M.Goodall, A.Tagg British Aircraft before the Great War (Schiffer)
Deleted by request of (c)Schiffer Publishing
Victor Tatin's name was associated with a variety of advanced aeronautical designs and design projects. Born in 1843, by the time he was 31 he had made his first flying model, a little ornithopter made of feathers and weighing 5 grams. Although this flew, he turned quickly to fixed wing designs, to which he had been introduced by Alphonse Penaud. In 1879 he designed and built a compressed-air powered model, now at the Musee de l'Air, which flew tethered to the center of a circle. The cylindrical tank with conical ends was the fuselage; the engine drove a long connecting rod on each side out along the monoplane wings, driving through cranks 2 tractor propellers. The tail was fan-shaped, like a pigeon's. The design showed Tatin's concern for reducing drag, and influenced the designer's later aeroplanes. Tatin would not be followed in these efforts till Edouard Nieuport in 1909.
In 1881 Tatin designed the propeller of the first electric dirigible, shown at the Paris Electrical Exhibition of that year. The airship was built by Gaston and Albert Tissandier; the motor was a 1-1/2 hp Siemens, and inadequate to the task. The spar-mounted spoon-bladed propeller, however, was to appear often in the next few years on more successful French heavier-than-air machines. And in 1890 Tatin invented an aneroid recording barometer that was to be used as one of the first altimeters in 1891.
The same year, with Professor Charles Richet, later of Breguet-Richet helicopter fame, Tatin designed and tested a large model which resembled Stringfellow's. An angular boat-shaped fuselage carried the steam engine with a propeller at each end of the hull, the rear one turning in an opening in the long flat horizontal surface that became the tail. Trapezoidal wings with a nearly flat airfoil section showed considerable dihedral. Damaged in the same year and then tested over the sea in 1897, it achieved a distance of 140 m before stalling and falling into the water.
(Span: 6.6 m; wing area: 8 sqm; weight: 33 kg; 1-hp steam engine)
In 1904, financed by Henri Deutsch de la Meurthe, he tested a model of a twin-rotor helicopter, at the same time contributing to Santos-Dumont's dirigibles.
In 1906 he designed what was to have been his first full-sized aeroplane, a monoplane sponsored by Jesus Fernando Duro, a member of the Aero Club de France and founder of the equivalent in Spain. Construction began at Maurice Mallet's shops. Unfortunately Duro died from typhoid in August 1906, and the monoplane was left unfinished. It seems likely - but there is nothing left to show what this machine looked like - that some of its elements or basic design appeared again on his next monoplane, this one designed for Count Henri de la Vaulx, and built by Clement-Bayard.

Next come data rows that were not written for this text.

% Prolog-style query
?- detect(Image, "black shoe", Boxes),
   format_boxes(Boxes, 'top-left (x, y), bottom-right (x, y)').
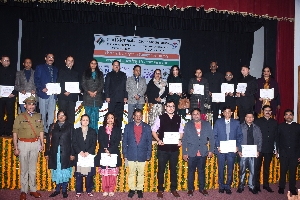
top-left (62, 192), bottom-right (68, 198)
top-left (278, 188), bottom-right (284, 194)
top-left (237, 188), bottom-right (244, 193)
top-left (256, 186), bottom-right (261, 192)
top-left (137, 190), bottom-right (143, 198)
top-left (290, 190), bottom-right (298, 195)
top-left (219, 189), bottom-right (224, 193)
top-left (263, 186), bottom-right (274, 193)
top-left (249, 188), bottom-right (258, 194)
top-left (49, 191), bottom-right (60, 197)
top-left (128, 190), bottom-right (135, 198)
top-left (225, 189), bottom-right (232, 194)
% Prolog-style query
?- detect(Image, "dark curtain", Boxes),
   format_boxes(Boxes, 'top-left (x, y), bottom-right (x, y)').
top-left (263, 20), bottom-right (277, 76)
top-left (276, 21), bottom-right (294, 123)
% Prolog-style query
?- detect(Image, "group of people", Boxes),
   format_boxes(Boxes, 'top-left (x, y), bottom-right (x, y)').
top-left (1, 54), bottom-right (299, 199)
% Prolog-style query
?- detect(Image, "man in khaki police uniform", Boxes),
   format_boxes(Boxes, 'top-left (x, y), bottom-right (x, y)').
top-left (13, 96), bottom-right (44, 200)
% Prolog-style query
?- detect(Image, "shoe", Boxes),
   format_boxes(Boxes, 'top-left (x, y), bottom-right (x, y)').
top-left (171, 190), bottom-right (180, 197)
top-left (187, 190), bottom-right (193, 196)
top-left (225, 189), bottom-right (232, 194)
top-left (263, 186), bottom-right (274, 193)
top-left (137, 190), bottom-right (143, 198)
top-left (108, 192), bottom-right (114, 197)
top-left (62, 192), bottom-right (68, 198)
top-left (278, 188), bottom-right (284, 194)
top-left (128, 190), bottom-right (135, 198)
top-left (29, 192), bottom-right (41, 198)
top-left (87, 193), bottom-right (94, 197)
top-left (199, 190), bottom-right (208, 196)
top-left (218, 189), bottom-right (224, 193)
top-left (290, 190), bottom-right (298, 195)
top-left (20, 192), bottom-right (26, 200)
top-left (75, 193), bottom-right (81, 197)
top-left (157, 191), bottom-right (163, 199)
top-left (103, 192), bottom-right (108, 197)
top-left (237, 188), bottom-right (244, 193)
top-left (49, 191), bottom-right (60, 197)
top-left (256, 186), bottom-right (261, 192)
top-left (249, 188), bottom-right (258, 194)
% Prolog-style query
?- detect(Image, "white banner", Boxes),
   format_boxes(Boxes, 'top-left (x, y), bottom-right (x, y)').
top-left (94, 34), bottom-right (181, 82)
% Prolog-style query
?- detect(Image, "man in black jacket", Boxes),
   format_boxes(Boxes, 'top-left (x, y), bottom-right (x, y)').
top-left (57, 56), bottom-right (80, 125)
top-left (0, 55), bottom-right (17, 136)
top-left (105, 60), bottom-right (128, 126)
top-left (254, 105), bottom-right (277, 192)
top-left (277, 109), bottom-right (300, 196)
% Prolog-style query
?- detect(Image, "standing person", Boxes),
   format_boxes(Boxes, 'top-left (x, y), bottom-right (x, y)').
top-left (255, 66), bottom-right (279, 118)
top-left (167, 65), bottom-right (187, 116)
top-left (81, 59), bottom-right (104, 131)
top-left (34, 53), bottom-right (58, 134)
top-left (188, 68), bottom-right (210, 116)
top-left (277, 109), bottom-right (300, 195)
top-left (126, 65), bottom-right (147, 122)
top-left (151, 100), bottom-right (184, 198)
top-left (237, 113), bottom-right (262, 194)
top-left (145, 69), bottom-right (167, 127)
top-left (72, 114), bottom-right (97, 197)
top-left (105, 60), bottom-right (128, 126)
top-left (236, 65), bottom-right (257, 123)
top-left (0, 55), bottom-right (17, 136)
top-left (123, 109), bottom-right (152, 198)
top-left (254, 105), bottom-right (277, 192)
top-left (96, 112), bottom-right (122, 197)
top-left (12, 96), bottom-right (44, 200)
top-left (57, 56), bottom-right (80, 125)
top-left (15, 58), bottom-right (36, 113)
top-left (44, 110), bottom-right (74, 198)
top-left (182, 108), bottom-right (215, 196)
top-left (203, 61), bottom-right (223, 123)
top-left (220, 71), bottom-right (237, 112)
top-left (214, 106), bottom-right (243, 194)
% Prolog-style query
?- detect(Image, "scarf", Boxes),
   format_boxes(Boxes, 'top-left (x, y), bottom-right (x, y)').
top-left (153, 78), bottom-right (167, 103)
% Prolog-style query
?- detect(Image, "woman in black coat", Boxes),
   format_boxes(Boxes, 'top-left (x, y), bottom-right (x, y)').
top-left (44, 110), bottom-right (74, 198)
top-left (95, 112), bottom-right (122, 197)
top-left (72, 114), bottom-right (97, 197)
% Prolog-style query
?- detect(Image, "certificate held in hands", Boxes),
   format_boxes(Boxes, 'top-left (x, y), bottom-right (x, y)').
top-left (46, 83), bottom-right (61, 95)
top-left (169, 83), bottom-right (182, 94)
top-left (220, 140), bottom-right (236, 153)
top-left (241, 145), bottom-right (257, 157)
top-left (163, 132), bottom-right (180, 144)
top-left (212, 93), bottom-right (225, 102)
top-left (193, 84), bottom-right (204, 95)
top-left (65, 82), bottom-right (80, 93)
top-left (0, 85), bottom-right (14, 97)
top-left (260, 89), bottom-right (274, 99)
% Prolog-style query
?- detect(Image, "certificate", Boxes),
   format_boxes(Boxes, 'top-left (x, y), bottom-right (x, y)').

Described as a "soaring plane," it was meant originally to have elliptical dihedral in both the elliptical wing and tailplane; it turned out to have slight dihedral only in the outer wing panels, and neither surface was elliptical in plan, but trapezoidal. The square-sectioned fuselage sat low to the ground, a 50 hp Antoinette set transversely behind the pilot driving 2 Tatin pusher propellers between the tail-booms. The pilot sat well within the fuselage which was tapered at each end.
In his special crash-suit de la Vaulx tested his aeroplane at St Cyr in November 1907. On the 18th he is reported to have taken off after a 50-meter run downwind and stayed aloft for 70 m. In flight, the starboard wing failed: Tatin was known as a skilled clocksmith, not a carpenter: his structure was too weak, although evidently aerodynamically sound.

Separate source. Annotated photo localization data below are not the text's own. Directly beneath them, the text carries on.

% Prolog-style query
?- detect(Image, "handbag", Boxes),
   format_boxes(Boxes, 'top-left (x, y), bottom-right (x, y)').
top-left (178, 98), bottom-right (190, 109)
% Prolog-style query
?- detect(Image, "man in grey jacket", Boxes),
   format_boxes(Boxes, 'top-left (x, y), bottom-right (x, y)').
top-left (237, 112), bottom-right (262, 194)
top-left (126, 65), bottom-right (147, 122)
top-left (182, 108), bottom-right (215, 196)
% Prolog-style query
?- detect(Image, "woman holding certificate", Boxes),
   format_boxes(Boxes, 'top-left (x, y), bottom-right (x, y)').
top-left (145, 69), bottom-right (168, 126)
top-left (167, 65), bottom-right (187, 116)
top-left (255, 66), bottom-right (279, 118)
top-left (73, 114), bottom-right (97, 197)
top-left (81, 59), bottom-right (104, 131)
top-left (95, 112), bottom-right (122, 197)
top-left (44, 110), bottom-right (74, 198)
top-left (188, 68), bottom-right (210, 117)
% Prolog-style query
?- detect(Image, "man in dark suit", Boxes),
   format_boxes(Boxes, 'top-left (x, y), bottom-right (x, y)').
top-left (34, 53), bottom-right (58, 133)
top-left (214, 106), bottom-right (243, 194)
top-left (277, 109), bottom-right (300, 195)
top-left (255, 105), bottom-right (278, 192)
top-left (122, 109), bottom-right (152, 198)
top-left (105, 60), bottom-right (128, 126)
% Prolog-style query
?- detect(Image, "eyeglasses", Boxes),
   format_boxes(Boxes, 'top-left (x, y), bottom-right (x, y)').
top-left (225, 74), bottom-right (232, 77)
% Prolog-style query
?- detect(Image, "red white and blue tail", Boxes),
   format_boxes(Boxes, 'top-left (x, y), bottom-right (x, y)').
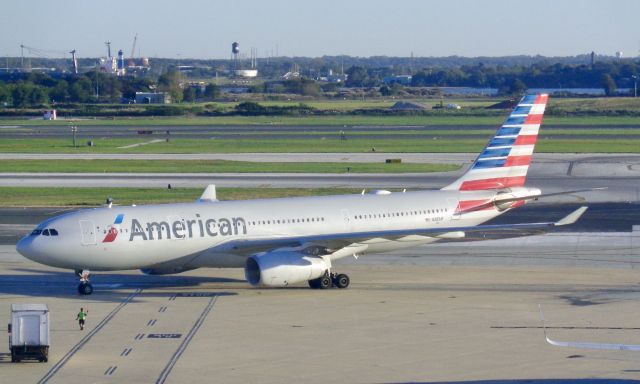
top-left (443, 94), bottom-right (548, 191)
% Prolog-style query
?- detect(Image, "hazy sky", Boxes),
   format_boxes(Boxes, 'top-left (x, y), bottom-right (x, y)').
top-left (1, 0), bottom-right (638, 59)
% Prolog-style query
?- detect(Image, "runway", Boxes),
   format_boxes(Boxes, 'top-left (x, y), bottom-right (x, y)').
top-left (2, 154), bottom-right (639, 203)
top-left (2, 151), bottom-right (640, 382)
top-left (1, 227), bottom-right (640, 383)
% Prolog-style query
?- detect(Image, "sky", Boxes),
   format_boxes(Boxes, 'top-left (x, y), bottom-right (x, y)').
top-left (1, 0), bottom-right (638, 60)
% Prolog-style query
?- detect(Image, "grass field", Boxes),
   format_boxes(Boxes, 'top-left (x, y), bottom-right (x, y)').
top-left (0, 159), bottom-right (459, 174)
top-left (0, 187), bottom-right (366, 207)
top-left (0, 137), bottom-right (638, 153)
top-left (1, 114), bottom-right (640, 127)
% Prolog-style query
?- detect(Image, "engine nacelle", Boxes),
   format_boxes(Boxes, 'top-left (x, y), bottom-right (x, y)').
top-left (245, 249), bottom-right (329, 287)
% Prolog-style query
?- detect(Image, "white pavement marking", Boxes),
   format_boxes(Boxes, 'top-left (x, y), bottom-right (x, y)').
top-left (117, 139), bottom-right (165, 149)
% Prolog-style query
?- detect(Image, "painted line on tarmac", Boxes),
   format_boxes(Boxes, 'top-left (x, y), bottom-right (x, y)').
top-left (38, 289), bottom-right (142, 384)
top-left (155, 295), bottom-right (218, 384)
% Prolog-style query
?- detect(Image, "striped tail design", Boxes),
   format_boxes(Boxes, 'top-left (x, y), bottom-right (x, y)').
top-left (442, 94), bottom-right (548, 191)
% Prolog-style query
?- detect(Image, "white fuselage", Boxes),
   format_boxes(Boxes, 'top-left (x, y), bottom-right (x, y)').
top-left (16, 188), bottom-right (516, 272)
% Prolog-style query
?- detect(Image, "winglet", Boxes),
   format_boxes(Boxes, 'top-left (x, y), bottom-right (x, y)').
top-left (555, 206), bottom-right (588, 226)
top-left (198, 184), bottom-right (218, 202)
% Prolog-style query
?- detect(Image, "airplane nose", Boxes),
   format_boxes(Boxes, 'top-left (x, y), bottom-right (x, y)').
top-left (16, 236), bottom-right (33, 259)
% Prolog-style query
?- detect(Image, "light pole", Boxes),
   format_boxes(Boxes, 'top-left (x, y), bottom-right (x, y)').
top-left (70, 125), bottom-right (77, 147)
top-left (632, 75), bottom-right (638, 98)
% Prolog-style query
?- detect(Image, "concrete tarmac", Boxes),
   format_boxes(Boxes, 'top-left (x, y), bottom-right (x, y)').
top-left (1, 229), bottom-right (640, 383)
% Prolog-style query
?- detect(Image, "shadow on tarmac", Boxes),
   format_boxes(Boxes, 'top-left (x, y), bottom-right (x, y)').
top-left (0, 267), bottom-right (244, 302)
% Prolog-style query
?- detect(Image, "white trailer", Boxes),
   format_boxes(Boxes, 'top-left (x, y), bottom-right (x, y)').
top-left (8, 304), bottom-right (49, 362)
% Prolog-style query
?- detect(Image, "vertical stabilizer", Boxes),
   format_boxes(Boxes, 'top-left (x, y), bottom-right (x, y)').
top-left (442, 94), bottom-right (548, 191)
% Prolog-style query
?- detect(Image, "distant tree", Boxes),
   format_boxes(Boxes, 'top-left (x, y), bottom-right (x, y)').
top-left (235, 101), bottom-right (266, 115)
top-left (0, 82), bottom-right (9, 104)
top-left (499, 78), bottom-right (527, 96)
top-left (182, 87), bottom-right (196, 102)
top-left (49, 80), bottom-right (70, 103)
top-left (28, 86), bottom-right (47, 106)
top-left (158, 69), bottom-right (184, 103)
top-left (11, 83), bottom-right (31, 107)
top-left (601, 74), bottom-right (617, 96)
top-left (204, 83), bottom-right (221, 99)
top-left (69, 77), bottom-right (94, 103)
top-left (345, 66), bottom-right (368, 87)
top-left (283, 78), bottom-right (320, 96)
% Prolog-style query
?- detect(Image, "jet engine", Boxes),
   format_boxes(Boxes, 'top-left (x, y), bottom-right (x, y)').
top-left (245, 249), bottom-right (328, 287)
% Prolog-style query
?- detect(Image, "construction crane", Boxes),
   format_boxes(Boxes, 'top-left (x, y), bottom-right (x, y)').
top-left (20, 43), bottom-right (74, 71)
top-left (130, 33), bottom-right (138, 59)
top-left (69, 50), bottom-right (78, 74)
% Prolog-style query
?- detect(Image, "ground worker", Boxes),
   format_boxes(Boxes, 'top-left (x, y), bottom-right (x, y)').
top-left (76, 307), bottom-right (88, 330)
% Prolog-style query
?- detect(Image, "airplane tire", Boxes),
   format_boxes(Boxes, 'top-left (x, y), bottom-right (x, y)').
top-left (335, 274), bottom-right (350, 289)
top-left (78, 283), bottom-right (93, 295)
top-left (319, 275), bottom-right (332, 289)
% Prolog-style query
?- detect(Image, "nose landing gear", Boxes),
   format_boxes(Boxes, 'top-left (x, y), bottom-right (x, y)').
top-left (76, 270), bottom-right (93, 295)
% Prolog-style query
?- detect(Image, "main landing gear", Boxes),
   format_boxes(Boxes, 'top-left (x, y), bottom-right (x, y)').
top-left (76, 269), bottom-right (93, 295)
top-left (308, 271), bottom-right (350, 289)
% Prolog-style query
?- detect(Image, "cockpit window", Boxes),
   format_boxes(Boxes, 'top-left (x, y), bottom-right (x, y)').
top-left (29, 228), bottom-right (58, 237)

(Span: 15 m; fuselage length: 6.75 m; overall length: 13.25 m; wing area: 60.4 sqm; gross weight: c 400 kg; 50 hp Antoinette)

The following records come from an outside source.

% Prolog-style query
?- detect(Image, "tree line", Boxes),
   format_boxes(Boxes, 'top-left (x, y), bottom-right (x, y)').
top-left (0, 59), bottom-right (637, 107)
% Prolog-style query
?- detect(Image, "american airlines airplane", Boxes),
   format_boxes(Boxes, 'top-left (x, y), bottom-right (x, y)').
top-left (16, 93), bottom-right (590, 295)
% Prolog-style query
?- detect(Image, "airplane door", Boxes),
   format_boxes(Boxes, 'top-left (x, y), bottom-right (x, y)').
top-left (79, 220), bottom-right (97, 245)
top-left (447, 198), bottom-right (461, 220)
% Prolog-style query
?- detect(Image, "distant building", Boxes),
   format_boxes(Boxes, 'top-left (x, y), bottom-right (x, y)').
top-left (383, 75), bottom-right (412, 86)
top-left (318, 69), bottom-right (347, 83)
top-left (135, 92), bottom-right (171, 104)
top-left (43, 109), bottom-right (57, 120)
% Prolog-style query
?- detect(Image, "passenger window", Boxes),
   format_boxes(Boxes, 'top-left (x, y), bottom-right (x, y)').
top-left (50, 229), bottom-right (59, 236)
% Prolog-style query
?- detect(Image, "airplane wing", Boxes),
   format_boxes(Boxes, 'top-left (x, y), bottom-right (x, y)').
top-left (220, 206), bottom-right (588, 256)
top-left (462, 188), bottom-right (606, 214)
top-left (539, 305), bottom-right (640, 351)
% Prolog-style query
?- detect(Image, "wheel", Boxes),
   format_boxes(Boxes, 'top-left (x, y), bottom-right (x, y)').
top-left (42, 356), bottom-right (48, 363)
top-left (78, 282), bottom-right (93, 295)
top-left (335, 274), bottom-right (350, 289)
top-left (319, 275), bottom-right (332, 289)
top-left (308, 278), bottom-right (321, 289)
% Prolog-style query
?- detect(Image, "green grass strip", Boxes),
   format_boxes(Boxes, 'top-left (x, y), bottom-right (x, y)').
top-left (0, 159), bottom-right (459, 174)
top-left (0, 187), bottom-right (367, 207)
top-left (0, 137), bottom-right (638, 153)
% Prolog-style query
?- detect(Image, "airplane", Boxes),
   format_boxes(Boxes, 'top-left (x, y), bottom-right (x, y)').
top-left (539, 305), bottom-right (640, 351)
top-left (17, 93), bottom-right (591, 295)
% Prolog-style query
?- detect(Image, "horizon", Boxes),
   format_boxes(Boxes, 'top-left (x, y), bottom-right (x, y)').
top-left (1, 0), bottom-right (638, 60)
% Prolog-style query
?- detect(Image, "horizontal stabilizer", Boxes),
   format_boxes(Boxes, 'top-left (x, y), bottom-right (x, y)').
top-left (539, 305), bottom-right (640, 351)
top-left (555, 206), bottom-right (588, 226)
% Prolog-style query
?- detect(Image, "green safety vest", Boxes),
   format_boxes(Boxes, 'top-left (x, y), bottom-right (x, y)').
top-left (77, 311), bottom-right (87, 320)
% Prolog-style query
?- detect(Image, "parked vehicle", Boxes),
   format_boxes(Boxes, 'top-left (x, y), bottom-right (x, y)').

A.Andrews. The Flying Machine: Its Evolution through the Ages (Putnam)
If Alphonse Penaud, 1850-1880, was a shooting star, his compatriot Victor Tatin, 1843-1913, was a stayer whose career spanned every phase of man’s final soaring into flight yet could not notch one clear triumph. He was making rubber-driven ornithopters when Penaud was producing his grand design of the amphibious monoplane. By 1879 he had produced a famous model monoplane, though not so graceful or influential as Penaud’s first success, which worked by compressed air. Between 1890 and 1897 he successfully tested a large twin (tandem)-screw monoplane driven by steam. In the next decade he became a Grand Old Man and cheer leader for the French aeroplane constructors in their rivalry with the Wrights. He sponsored an unsuccessful monoplane, the Tatin-De-La-Vaulx, in 1907, and a striking streamlined aircraft, the Tatin-Paulhan Aero-Torpille, in 1911. Victor Tatin, very typical of the keen engineer who never bothered to abandon machinery for a sabbatical year and study actual flight, maintained an enthusiasm for 40 years yet never once saw any of his full-size machines achieve more than a hop before crashing.